Chapter 3, Tools for Tunisian Crochet, reviews the various available hooks and tools for blocking. Dora includes a list of web resources.
The next chapter, Special Techniques and Effects, is where things start to get very interesting. Dora covers a myriad of Tunisian techniques here, including basic double-ended crochet, short rows for circles, stranded colorwork, and entrelac. Each technique includes a small project or pattern and you will want to pull your hooks out right away and get swatching.
For all you stitch guide junkies, Chapter 5, Stitch Dictionary, is for you. This section includes 33 Tunisian stitch patterns organized into five sections: Basic, Intermediate, Lace, Textured, and Tunisian and Standard Crochet. Each pattern includes US abbreviations and international stitch symbols.
The final chapter, Projects, includes 12 project patterns. The project breakdown is
Women’s Accessories – 6 (a shawl, a hat, mittens, a scarf, a bag, and slippers)
Garments – 4 (a cardigan, a pullover, and a skirt for women, and a vest for men)
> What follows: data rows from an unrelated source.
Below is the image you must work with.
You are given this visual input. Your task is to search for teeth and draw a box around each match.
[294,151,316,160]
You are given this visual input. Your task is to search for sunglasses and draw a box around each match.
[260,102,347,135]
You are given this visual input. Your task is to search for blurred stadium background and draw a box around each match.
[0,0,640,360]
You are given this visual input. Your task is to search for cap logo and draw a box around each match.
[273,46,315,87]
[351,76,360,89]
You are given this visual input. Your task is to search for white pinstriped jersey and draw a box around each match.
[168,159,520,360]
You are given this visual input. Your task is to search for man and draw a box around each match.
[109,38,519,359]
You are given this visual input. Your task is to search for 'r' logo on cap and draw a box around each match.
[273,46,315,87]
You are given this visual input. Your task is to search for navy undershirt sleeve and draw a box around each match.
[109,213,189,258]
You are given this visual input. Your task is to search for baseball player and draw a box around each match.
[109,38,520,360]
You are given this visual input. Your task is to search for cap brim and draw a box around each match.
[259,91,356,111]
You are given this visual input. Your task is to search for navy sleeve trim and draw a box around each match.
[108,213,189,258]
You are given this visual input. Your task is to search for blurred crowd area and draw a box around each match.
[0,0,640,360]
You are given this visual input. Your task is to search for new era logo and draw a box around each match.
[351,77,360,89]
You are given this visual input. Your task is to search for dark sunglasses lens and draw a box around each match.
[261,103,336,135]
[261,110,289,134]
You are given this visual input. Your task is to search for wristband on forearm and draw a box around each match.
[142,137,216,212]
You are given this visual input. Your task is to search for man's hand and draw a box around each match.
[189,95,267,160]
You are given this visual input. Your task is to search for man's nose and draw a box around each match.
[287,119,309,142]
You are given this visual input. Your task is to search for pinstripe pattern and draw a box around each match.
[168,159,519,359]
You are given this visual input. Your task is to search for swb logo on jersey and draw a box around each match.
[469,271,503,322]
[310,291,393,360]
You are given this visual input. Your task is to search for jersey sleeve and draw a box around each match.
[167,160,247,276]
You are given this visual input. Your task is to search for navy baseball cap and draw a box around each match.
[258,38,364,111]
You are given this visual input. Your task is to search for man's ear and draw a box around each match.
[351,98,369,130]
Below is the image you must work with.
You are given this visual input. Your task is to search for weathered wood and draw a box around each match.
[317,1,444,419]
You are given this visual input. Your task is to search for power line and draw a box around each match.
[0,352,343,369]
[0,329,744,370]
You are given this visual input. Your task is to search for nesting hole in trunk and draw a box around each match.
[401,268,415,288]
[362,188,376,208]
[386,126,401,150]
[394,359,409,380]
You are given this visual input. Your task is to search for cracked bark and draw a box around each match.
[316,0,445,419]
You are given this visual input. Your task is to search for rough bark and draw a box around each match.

The book closes with a reference section in the back, which includes a key to the stitch symbols used throughout the book and a glossary of US pattern abbreviations. It also includes illustrated and written instructions for all of the basic crochet and Tunisian crochet stitches. Finally, a bio of each contributor is included.
Overall, this is a great book for a crocheter interested in going beyond the basics of Tunisian crochet. In addition to the wonderful tips and tricks, stitch guide, and history lesson, the book includes many great projects – several of which highlight or teach a specific Tunisian crochet skill. The stitch guide and the patterns use both US pattern abbreviations and international stitch symbols. The downside to this book is that the illustrations assume prior knowledge and are really just there to trigger your memory of particular stitches. Also, it is a softcover and it doesn’t stay open when flat. If you are a true Tunisian crochet newbie, you may need to supplement this book with something else (I would recommend Kim Guzman‘s Ultimate Beginner’s Guide to Tunisian Crochet). I would give this book 5 out of 5 stars for any crocheter interested in learning more about Tunisian crochet.
Full disclosure: A free review/giveaway copy of this book was provided by the publisher. Although I accept free books for review, I do not accept additional compensation from the publisher, nor do I guarantee a positive review. My reviews are based entirely on my honest opinions. This also post contains affiliate links. You can read my affiliate and review disclosures here.
Underground Crafter (UC): How did you first get started crocheting?
Annette: I learned as a child, perhaps around 6 years old. My mother taught me, because I asked her to. All women in my family were doing some kind of textile craft (sewing, embroidery, weaving, knitting…) and both my paternal grandmother and my mother were avid crocheters.
UC: What inspired you to start designing?
Annette: After crocheting quite a lot as a child and a teenager, I became more of an occasional knitter. In my late twenties, an injury in my neck caused lots of problems with my left arm, and I stop fondling yarn altogether. But when I was pregnant with my second child twelve years ago, I couldn’t fight the urge any longer, and walked into a yarn store. I decided to try to take up crocheting again, since I could do this without putting too much strain on my left arm, which was still fragile at that point (I’m glad to say it is much better now!). This was twelve years ago, and there weren’t many crochet patterns to my taste around. I wanted to make a little jacket for my daughter, so I just winged it. It was my first crochet design!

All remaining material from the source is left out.